Scalable Vision Workflows

14. Scalable Vision Workflows#

This section covers efficient and scalable vision model training, an effort focused on enabling fast and effective training of deep learning vision models at scale. Built with PyTorch’s Distributed Data-Parallel (DDP) and optimized for SLURM-managed compute environments, this section provides ready-to-use training workflows for commonly used vision architectures like ResNet and AlexNet.

Rather than locking users into a single dataset or model, this project is designed to be flexible and modular. You can easily plug in your own models or datasets, making it an ideal foundation for experimentation, benchmarking, or production-scale training.

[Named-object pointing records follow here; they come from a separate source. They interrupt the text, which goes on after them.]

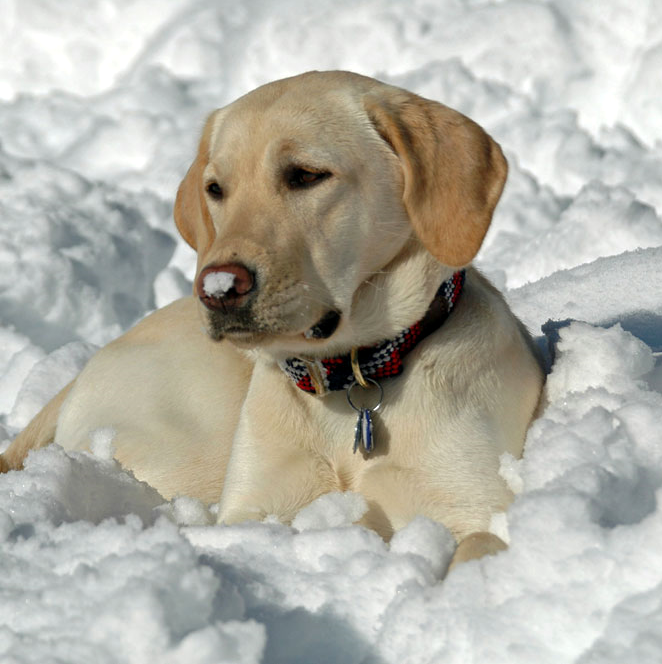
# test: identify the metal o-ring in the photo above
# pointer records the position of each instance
(369, 380)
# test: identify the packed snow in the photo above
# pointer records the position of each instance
(101, 104)
(217, 283)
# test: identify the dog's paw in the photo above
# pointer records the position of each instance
(475, 546)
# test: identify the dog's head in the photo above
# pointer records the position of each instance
(327, 208)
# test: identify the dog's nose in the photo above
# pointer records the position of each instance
(223, 286)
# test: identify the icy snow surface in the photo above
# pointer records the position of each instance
(218, 283)
(101, 102)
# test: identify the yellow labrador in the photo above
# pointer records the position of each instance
(347, 344)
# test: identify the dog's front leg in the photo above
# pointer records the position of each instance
(273, 469)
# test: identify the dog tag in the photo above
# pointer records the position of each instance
(366, 426)
(363, 431)
(363, 435)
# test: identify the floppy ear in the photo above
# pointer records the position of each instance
(453, 171)
(191, 214)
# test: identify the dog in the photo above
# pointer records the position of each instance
(337, 338)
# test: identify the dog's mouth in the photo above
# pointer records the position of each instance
(324, 327)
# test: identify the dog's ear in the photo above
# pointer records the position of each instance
(191, 214)
(453, 171)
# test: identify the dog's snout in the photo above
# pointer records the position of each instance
(221, 287)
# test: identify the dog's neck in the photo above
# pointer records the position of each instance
(320, 376)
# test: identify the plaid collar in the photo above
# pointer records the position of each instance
(381, 361)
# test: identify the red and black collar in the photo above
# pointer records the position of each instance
(320, 376)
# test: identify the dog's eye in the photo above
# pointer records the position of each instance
(300, 178)
(214, 190)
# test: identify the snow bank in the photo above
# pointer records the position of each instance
(100, 106)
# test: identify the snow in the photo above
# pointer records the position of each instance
(217, 283)
(101, 103)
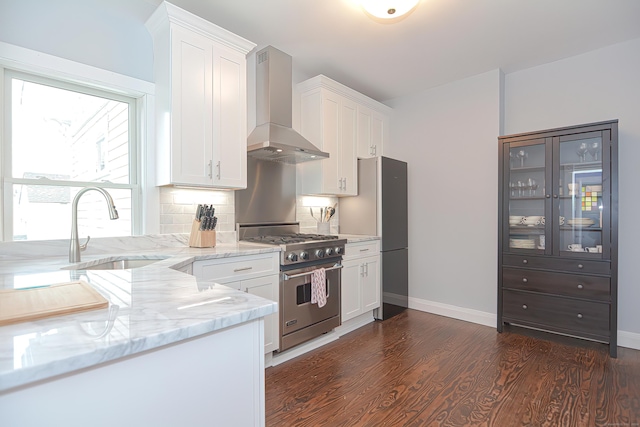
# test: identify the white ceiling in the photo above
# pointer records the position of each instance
(440, 42)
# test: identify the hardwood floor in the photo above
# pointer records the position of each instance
(419, 369)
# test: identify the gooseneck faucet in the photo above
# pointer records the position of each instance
(74, 246)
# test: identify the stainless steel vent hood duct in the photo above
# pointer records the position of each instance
(273, 138)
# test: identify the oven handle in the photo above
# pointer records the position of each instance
(287, 277)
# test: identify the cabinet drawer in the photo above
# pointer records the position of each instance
(565, 315)
(238, 268)
(547, 263)
(591, 287)
(359, 250)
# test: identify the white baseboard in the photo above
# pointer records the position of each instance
(299, 350)
(355, 323)
(629, 340)
(394, 299)
(460, 313)
(625, 339)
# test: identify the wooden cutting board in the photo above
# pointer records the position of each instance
(23, 305)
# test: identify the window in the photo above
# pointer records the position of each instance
(60, 138)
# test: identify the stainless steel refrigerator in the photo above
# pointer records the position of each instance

These workflows are tailored for high-performance computing environments like the Kempner AI cluster and emphasize:

  • Native SLURM integration

  • Distributed training best practices

  • Efficient data loading and job scheduling

  • Reproducible configuration setups

14.1. Available Vision Workflows#

Workflow

Model

Dataset

Max Tested GPUs

Tags

imagenet1k_resnet50

ResNet-50

ImageNet-1k

64

A100, DDP

imagenet1k_alexnet

AlexNet

ImageNet-1k

4

A100, DDP

These examples demonstrate scalable and reproducible model training setups that can be extended or customized for your research.

14.2. GitHub Repository#

For full source code, documentation, and additional details, visit the GitHub repository.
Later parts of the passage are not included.